Climate is the culprit for Chennai floods, says India

COP21: As the southern Indian city of Chennai still struggles to cope after floods that have cost hundreds of lives and left thousands homeless, India says climate change is to blame.

chennai flooding dec 2015
Several parts of Southern India, including Chennai, India's fourth largest city, have been inundated for weeks leaving more than three million people without basic services at the height of the crisis. Image: Destination8Infinity, CC BY-NC-ND 2.0

 “We will have to resurrect an entire city,” was the verdict of one Indian army officer involved in rescue operations after 17 continuous days of record-breaking rainfall devastated the coastal city of Chennai.

Yet the plight of India’s fourth largest city, and other parts of the state of Tamil Nadu, has attracted little attention at the COP21 climate change talks in Paris, which aim to prevent the atmosphere overheating and causing extreme weather events such as the one that has ravaged Chennai.

The scale of the devastation has been vast after rivers and lakes broke their banks when rain three times more than the usual figure fell in the days leading up to the Paris summit.

The confirmed death toll has reached 280, and 28,000 people have had to be rescued. Three million people were left without basic services at the height of the crisis, the cost of which is estimated at more than US$225 million.

Perhaps conference delegates are just getting used to extreme weather. In 2012, it was Haiti and the Philippines that were affected, and a super-cyclone hit the Philippines again in 2013. This year, it is India’s turn.

No monsoon

But India’s prime minister, Narendra Modi, insists: “We are seeing the impact of climate change now. The unseasonal rains resulted in the floods in Tamil Nadu. We have witnessed heavy rains in non-monsoon weather.”

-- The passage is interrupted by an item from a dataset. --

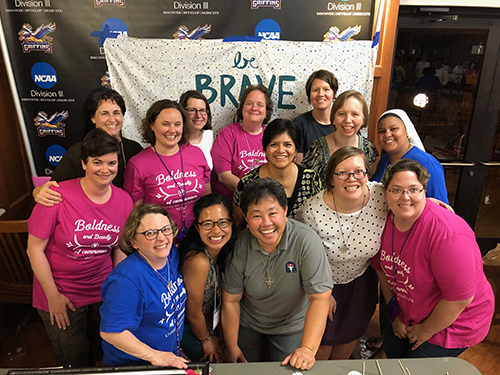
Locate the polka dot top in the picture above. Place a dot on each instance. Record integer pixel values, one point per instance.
(364, 242)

During a radio address to the Indian people before the Paris summit, he stressed the need for capacity-building and spreading awareness about the impact of climate change in India. He also proposed joint exercises by South Asian nations for disaster preparedness.

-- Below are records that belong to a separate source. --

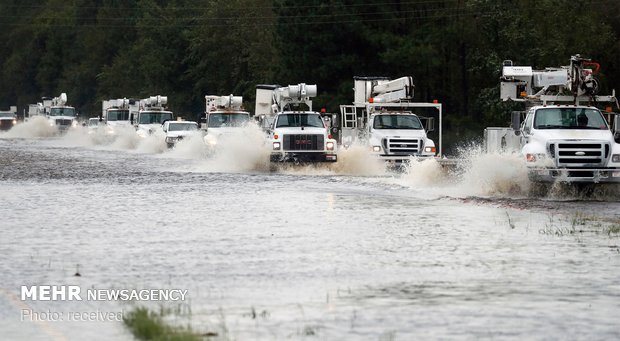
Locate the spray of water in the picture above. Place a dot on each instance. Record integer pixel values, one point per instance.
(243, 150)
(37, 126)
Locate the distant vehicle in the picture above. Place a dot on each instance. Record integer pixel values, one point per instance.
(383, 117)
(148, 115)
(8, 118)
(115, 113)
(178, 130)
(296, 132)
(58, 114)
(565, 137)
(224, 117)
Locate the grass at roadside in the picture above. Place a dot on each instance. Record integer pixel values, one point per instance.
(148, 325)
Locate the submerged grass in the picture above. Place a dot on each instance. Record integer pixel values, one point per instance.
(148, 325)
(580, 223)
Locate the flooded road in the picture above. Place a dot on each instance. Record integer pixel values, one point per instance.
(329, 253)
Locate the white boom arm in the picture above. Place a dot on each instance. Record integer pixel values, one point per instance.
(223, 102)
(523, 84)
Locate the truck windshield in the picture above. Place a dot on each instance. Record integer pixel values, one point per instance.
(397, 122)
(182, 126)
(66, 111)
(228, 120)
(152, 117)
(300, 120)
(569, 118)
(118, 115)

India’s environment minister, Prakash Javadekar, linked the deluge to the actions of industrialised nations. “What is happening in Chennai is the result of what has happened for 150 years in the developed world,” he said. “Historically, they have reaped the benefits of growth, and now they can’t say that the past is the past.”

More than 50 villages in the region were marooned, and 50,000 people were sent to relief camps that resemble wartime refugee camps.

Two left alive

In the village of Periyakatupalayam, near the coastal town of Cuddalore, the flash floods killed eight members of a single family, including four children.

“We lost everything,” said 50-year-old Amirtham through her tears after she and her son were the only family members to survive. “There is no meaning now for me in living out the evening of my life. I could see my house just washed away with my grandchildren inside.”

Rajalakshmi, a 12-year-old schoolgirl who found a place in the relief camp with her family, said: “I lost my school books in the tsunami in 2004, then in the Thane cyclone in 2011, and again this year. I have nothing with me. There is an empty space and a mass of soil in the place where my house was.”

Gagan Deep Singh Bedi, appointed by the Tamil Nadu government to manage relief work, agrees that the district’s infrastructure must be strengthened in the face of floods and other disasters. “Relief programmes are being carried out,” he says. “We provide food and water, and medical camps are being organised to control water-borne diseases.”